– Ангельская магия в действии, – произнес Кроули, когда он утонул в потоке прохожих, спешащих из офисов на обед в ближайшие кафе.

– Магию практикуют ведьмы, ангелы вещают в сердце и душу.

Кроули сгримасничал. Азирафаэль медленно продвигалась к столу, чтобы сложить злосчастные книги. Когда они наконец с неприлично громким стуком для таких приличных книг воцаряются там, он поджал губы:

– Они тебя когда-нибудь к чертям придавят. Поэтому я их не читаю.

– Чех! – неожиданно воскликнула Азирафаэль.

– Будь здорова.

– Да я о Дрожкинзе. Это он чех.

Кроули на мгновение зависает, и они пару секунд переглядываются: он с недоумением, а Азирафаэль с радостным ожиданием.

– А-а-а, ну да, я понял, ага.

– Слава богу. А то в такие моменты мне кажется, будто мы на разных языках говорим.

Кроули небрежно поводит плечом, пока Азирафаэль припрятывает «Пособие по домоводству для юных джентльменов.
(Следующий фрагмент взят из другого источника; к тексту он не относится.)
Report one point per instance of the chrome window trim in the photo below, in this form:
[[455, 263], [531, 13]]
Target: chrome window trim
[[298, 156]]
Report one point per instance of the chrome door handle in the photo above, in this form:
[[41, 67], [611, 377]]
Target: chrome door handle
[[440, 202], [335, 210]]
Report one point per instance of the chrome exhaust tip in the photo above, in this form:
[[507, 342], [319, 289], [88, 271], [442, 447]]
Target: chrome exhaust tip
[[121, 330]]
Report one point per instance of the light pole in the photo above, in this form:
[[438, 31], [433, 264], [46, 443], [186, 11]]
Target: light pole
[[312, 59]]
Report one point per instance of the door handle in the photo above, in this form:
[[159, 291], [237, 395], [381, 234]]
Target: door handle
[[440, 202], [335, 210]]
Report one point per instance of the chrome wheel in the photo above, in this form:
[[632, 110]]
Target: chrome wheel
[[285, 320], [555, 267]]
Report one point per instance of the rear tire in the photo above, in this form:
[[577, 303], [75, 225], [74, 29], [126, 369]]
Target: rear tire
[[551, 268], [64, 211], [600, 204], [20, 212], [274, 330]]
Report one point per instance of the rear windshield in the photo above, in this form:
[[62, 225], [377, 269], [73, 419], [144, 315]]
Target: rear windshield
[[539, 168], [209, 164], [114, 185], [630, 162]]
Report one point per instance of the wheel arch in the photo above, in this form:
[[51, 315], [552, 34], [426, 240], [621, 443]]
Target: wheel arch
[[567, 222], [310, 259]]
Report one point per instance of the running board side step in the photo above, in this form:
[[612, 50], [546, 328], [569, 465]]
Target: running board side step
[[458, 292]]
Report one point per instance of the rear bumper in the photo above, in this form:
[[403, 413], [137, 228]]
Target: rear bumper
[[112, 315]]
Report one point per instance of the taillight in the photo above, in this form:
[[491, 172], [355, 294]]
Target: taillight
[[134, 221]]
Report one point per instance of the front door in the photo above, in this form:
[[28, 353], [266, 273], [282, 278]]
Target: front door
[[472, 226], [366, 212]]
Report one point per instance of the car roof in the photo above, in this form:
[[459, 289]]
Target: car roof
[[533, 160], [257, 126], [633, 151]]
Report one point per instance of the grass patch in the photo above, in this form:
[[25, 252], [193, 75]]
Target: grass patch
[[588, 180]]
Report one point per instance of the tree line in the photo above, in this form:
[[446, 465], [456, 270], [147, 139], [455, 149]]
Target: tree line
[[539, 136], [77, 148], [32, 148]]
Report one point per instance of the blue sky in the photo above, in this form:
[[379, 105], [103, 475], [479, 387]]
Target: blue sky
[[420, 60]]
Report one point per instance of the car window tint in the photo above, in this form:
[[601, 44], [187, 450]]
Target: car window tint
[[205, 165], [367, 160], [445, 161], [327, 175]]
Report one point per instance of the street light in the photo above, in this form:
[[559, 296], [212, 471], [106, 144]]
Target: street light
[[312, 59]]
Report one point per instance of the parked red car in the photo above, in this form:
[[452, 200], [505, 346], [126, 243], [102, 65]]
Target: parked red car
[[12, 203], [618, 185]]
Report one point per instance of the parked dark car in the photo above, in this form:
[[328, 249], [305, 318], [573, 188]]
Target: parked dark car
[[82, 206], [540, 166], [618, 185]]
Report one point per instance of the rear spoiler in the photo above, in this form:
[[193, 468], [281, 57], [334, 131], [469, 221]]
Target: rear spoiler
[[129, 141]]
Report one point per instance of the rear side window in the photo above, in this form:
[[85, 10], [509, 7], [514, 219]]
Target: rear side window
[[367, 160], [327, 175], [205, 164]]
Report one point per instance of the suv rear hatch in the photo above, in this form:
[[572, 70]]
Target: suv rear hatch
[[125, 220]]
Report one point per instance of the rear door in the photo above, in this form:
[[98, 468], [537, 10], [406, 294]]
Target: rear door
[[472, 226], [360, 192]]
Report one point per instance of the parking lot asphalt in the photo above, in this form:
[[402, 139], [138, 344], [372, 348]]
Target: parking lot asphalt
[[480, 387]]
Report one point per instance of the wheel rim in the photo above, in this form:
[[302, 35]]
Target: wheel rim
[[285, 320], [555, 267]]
Издание Первое и Единственное». Для Кроули не было секретом, что букинистическая лавка для Азирафаэль не что иное как личная большая коллекция редких изданий, и что маленький ангел продаст скорее душу Сатане, чем один из своих бесполезных кирпичей человеку.

Тем временем в магазин зашли еще четверо посетителей, и Кроули проследил, как они разбрелись между полок, как тараканы.

– Поверить не могу, что сюда вообще люди ходят, – проворчал он.

По большому счету Кроули в своем ворчании несильно отличается от людей: он делает это, когда ему что-то не по нутру, или когда Хастур в очередной раз за глаза называет его лощеным ублюдком (второе, хочется верить, не относится к людям).

Вспомнив о Хастуре, Кроули невольно ухмыльнулся. Старый добрый вонючка Хастур, как ему там живется под трогательно дрожащим мушиным крылышком Вельзевула и других?

Хочется верить, что после каждого рабочего дня он орет как святой водой облитый.

Тут Кроули заметил, что Азирафаэль с сочувственной улыбкой вела под руку изможденную женщину, на чьем лице не было никакой улыбки вообще. Вернее, она пыталась выдавить из себя подобие хотя бы благодарной ухмылки, но такое тяжело выдавливать, когда у тебя на шее висят трое неуправляемых мартышек, которых вот-вот пора забирать из школы. Женщина, кажется, вообще не расстроилась, что ничего не купила. Создалось впечатление, что она зашла просто для того, чтобы скоротать время хоть где-то.

– Ты редко сюда захаживаешь, – сказала Азирафаэль, усаживаясь за стол и раскрывая книгу учета.

– Что, не расслышал? – переспросил Кроули.

– Говорю, ты редко сюда захаживаешь.

Азирафаэль возвела на него огромные глаза. Огромные из-за стекол очков, а не сами по себе, но на Кроули они почему-то все равно произвели какое-то странное впечатление, и он даже забыл, почему, собственно, приехал. Но быстро вспомнил, что «не за чем, совершенно не за чем, просто так, от балды», что и сказал, сверля ее черными стеклами собственных очков, будто опасался, что она что-то заподозрит…

– А, – только и сказала Азирафаэль и опустила глаза обратно в книгу учета.

– Тут же одно время твои небесные дружки тусовались, – небрежно бросил Кроули.

– Угу.

– Не объявлялись, кстати?

– Нет. Твои?

– Не-а.

Посетители все как один покидали магазин с пустыми руками, что несказанно поднимало Азирафаэль настроение. Стоит отметить, что она вовсе не была жадным букинистом. Чтобы понять ее чувства, представьте, что у вас есть коллекция любимых… стеклянных шаров, к примеру. И разные незнакомые люди постоянно норовят запустить в нее свои клешни и сунуть вам в карман сколько-то денег за один из них, полагая, что это прекрасный обмен.

Нет, не прекрасный. Это ваши стеклянные шары. Вы их собирали. И этим все сказано.